Pasar Asia bergerak dengan nada lebih hati-hati pada Rabu, seiring munculnya aksi ambil untung setelah kenaikan kuat dalam beberapa sesi terakhir. Di Wall Street, Nasdaq turun 1,15% dan S&P 500 melemah 0,57%, sementara Dow naik 0,64% ke rekor penutupan 51.999,67.
Di Australia, S&P/ASX 200 turun 0,15% ke 8.904,40, menghentikan kenaikan tiga sesi beruntun.
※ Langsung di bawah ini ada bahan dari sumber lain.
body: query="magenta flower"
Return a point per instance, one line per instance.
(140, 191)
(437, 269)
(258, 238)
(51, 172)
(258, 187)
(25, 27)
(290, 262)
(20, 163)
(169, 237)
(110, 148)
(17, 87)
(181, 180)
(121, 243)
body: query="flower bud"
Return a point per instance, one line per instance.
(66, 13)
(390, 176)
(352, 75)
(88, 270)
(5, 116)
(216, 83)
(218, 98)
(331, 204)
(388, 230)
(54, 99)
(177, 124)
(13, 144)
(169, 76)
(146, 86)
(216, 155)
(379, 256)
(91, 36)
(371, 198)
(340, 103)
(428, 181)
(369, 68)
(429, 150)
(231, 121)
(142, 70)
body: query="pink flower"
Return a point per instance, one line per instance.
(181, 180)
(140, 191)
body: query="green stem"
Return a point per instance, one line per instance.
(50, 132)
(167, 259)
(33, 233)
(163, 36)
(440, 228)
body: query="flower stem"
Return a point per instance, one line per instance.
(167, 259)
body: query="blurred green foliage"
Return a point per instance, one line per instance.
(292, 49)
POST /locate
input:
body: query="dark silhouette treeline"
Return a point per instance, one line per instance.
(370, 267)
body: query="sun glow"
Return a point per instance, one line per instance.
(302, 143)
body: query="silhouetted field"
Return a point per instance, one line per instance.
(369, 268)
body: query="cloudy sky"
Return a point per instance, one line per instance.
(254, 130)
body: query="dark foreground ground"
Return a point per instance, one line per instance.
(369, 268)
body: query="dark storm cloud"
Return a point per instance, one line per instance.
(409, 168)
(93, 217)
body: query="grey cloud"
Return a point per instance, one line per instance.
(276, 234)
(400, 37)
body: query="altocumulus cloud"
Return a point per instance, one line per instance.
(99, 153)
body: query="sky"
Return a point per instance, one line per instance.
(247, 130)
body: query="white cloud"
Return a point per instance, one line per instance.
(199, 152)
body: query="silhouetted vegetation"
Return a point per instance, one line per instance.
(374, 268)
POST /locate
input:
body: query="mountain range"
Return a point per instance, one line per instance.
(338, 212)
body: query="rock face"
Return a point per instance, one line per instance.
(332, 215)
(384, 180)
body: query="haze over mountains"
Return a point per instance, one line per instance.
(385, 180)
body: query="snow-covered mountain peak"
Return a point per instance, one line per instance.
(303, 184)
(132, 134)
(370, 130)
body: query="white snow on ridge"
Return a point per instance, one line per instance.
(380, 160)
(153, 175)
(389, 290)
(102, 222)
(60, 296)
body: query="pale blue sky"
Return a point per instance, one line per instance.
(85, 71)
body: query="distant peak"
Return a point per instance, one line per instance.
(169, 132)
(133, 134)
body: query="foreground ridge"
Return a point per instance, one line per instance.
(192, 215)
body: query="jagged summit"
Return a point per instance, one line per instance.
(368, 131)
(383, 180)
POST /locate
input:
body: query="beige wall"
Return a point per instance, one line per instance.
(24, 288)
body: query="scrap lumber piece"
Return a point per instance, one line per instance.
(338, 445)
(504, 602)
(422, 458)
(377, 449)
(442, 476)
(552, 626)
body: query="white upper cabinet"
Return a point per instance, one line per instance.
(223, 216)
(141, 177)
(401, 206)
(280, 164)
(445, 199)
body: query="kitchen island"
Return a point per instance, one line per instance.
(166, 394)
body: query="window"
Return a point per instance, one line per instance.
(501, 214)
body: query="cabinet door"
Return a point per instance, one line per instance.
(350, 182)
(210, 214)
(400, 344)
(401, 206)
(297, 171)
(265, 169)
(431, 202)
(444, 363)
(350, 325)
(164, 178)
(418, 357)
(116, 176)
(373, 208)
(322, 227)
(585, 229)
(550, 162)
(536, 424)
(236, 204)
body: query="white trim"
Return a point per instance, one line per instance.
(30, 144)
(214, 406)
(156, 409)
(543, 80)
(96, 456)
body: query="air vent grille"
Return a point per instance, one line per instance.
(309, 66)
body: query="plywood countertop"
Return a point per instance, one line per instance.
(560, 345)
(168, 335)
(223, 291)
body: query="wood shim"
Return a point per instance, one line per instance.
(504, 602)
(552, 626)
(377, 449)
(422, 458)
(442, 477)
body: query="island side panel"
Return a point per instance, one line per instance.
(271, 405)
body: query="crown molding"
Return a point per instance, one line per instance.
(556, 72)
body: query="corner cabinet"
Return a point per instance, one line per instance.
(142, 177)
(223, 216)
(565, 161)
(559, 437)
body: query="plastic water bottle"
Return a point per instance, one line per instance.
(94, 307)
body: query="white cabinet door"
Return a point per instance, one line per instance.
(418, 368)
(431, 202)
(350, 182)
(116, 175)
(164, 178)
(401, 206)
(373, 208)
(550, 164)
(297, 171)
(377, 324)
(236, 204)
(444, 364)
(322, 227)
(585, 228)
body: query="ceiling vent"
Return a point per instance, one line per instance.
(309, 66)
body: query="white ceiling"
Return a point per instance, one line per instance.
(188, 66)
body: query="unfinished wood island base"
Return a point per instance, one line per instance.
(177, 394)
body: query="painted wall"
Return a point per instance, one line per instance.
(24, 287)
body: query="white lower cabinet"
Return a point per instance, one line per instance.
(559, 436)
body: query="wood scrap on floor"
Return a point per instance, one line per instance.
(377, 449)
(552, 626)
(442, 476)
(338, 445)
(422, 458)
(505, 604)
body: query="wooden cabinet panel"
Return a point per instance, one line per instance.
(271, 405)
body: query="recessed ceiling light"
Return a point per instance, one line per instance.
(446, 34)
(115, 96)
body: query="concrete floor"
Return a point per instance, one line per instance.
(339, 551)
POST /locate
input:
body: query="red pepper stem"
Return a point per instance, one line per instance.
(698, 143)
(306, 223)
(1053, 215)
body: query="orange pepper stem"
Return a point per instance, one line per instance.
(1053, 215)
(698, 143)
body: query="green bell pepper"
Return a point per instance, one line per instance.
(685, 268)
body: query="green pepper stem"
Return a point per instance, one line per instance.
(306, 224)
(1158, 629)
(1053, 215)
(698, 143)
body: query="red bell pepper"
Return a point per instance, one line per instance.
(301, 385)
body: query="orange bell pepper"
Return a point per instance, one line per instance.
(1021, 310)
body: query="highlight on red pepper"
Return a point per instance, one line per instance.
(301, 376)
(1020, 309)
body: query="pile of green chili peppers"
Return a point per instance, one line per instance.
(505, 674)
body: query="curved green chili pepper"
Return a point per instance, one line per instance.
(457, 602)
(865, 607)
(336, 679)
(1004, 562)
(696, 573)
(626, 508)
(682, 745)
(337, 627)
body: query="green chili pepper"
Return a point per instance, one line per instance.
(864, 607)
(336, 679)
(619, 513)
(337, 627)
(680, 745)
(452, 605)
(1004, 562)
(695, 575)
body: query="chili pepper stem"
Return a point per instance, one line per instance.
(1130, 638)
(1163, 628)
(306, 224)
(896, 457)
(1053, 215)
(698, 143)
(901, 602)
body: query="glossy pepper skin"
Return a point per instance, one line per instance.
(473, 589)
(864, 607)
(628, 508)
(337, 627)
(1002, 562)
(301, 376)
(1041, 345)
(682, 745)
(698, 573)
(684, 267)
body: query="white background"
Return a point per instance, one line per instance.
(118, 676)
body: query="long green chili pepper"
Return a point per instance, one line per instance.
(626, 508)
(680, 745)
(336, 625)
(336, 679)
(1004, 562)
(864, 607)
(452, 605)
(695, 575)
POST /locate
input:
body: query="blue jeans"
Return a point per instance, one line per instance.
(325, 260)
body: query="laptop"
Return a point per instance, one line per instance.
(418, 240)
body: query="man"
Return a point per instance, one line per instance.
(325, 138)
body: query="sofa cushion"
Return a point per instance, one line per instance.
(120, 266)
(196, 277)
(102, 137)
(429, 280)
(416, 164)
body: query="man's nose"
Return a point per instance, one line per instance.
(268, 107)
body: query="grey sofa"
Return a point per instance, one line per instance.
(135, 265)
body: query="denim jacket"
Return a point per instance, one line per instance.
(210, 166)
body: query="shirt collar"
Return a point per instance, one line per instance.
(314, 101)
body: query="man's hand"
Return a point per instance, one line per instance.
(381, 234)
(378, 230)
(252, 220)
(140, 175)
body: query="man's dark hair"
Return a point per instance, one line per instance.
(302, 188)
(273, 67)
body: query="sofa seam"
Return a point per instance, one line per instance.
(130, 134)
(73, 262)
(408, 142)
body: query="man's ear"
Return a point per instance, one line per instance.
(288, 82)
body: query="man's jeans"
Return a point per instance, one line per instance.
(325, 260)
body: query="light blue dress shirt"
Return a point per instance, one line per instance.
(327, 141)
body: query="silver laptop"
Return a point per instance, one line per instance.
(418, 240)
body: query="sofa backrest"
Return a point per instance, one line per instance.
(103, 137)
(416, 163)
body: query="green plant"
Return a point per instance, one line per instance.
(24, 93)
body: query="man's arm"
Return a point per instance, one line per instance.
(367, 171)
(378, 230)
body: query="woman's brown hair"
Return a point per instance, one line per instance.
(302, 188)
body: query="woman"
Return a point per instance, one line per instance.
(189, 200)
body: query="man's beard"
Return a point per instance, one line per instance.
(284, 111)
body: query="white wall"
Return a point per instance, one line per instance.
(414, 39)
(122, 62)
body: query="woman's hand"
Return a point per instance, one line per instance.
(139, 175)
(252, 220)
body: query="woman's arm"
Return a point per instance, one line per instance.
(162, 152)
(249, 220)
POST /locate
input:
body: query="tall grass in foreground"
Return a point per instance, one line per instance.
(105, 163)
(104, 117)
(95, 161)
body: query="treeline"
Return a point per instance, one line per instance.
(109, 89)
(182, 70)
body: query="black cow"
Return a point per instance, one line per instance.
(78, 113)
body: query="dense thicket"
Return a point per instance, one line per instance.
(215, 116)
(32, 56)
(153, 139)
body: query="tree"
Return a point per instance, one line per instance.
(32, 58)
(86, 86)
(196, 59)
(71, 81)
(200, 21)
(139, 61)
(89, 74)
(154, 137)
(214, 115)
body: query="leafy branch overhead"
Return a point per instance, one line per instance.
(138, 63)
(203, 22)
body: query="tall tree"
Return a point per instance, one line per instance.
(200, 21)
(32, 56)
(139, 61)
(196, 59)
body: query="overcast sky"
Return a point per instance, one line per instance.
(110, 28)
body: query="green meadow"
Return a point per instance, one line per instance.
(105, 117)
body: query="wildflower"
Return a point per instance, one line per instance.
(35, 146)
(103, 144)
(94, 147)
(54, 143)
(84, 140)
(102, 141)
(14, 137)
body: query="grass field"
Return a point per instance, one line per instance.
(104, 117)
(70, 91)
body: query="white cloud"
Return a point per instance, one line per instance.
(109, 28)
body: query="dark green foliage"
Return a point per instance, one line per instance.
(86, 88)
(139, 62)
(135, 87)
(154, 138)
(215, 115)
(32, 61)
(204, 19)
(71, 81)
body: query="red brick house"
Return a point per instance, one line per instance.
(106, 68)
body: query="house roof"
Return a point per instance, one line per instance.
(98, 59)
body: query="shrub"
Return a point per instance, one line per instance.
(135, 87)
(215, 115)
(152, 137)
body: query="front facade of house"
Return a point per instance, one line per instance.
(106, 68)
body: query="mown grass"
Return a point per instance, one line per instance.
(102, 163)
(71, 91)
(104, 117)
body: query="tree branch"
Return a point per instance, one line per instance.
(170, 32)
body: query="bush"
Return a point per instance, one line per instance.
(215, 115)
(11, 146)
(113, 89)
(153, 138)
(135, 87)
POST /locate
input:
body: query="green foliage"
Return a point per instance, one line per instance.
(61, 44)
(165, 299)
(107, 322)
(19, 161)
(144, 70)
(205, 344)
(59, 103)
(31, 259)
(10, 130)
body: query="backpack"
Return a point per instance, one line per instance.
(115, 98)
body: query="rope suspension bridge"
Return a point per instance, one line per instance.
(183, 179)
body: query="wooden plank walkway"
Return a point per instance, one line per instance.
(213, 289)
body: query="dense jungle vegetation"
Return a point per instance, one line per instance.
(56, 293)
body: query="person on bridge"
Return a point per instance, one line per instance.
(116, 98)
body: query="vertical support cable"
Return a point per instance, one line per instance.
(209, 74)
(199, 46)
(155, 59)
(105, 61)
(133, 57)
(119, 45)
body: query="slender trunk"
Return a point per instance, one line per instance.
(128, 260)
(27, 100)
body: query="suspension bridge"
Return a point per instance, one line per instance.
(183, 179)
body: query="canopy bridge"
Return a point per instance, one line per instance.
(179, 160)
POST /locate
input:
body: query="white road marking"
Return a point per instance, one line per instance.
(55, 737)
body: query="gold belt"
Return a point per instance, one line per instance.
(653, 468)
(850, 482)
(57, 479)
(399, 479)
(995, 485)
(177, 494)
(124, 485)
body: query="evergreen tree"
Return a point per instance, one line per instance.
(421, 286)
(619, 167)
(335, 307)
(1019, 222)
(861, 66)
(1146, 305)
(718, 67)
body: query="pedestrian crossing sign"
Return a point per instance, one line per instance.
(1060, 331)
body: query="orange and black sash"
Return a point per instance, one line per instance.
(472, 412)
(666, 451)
Pelemahan saham energi dan teknologi sebagian diimbangi oleh kenaikan saham penambang emas dan sektor keuangan. Di pasar mata uang, dolar Australia diperdagangkan di $0,707.
Perhatian pasar forex tertuju pada pengumuman kebijakan moneter Federal Reserve. Suku bunga secara luas diperkirakan tetap, tetapi pernyataan kebijakan dan komentar setelah rapat dapat memengaruhi pandangan pasar terhadap arah suku bunga. Data harga impor AS untuk Mei juga menunjukkan kenaikan yang jauh lebih besar dari perkiraan.
Dari Jepang, neraca perdagangan Mei mencatat defisit 378,673 miliar yen, lebih kecil dari perkiraan defisit 564,6 miliar yen. Ekspor naik 17,0% secara tahunan, sementara impor meningkat 12,5%. Pesanan mesin inti Jepang untuk April juga melonjak 8,7% secara bulanan dan 15,6% secara tahunan.
Harga minyak turun tajam setelah kekhawatiran gangguan transit mereda terkait antisipasi kesepakatan AS-Iran. Minyak WTI untuk pengiriman Juli turun $4,90 atau 6,07% ke $75,85 per barel. Dari Selandia Baru, defisit transaksi berjalan kuartal I tercatat NZ$4,6 miliar, sementara defisit tahunan hingga Maret menyempit menjadi NZ$16,3 miliar atau 3,6% dari PDB.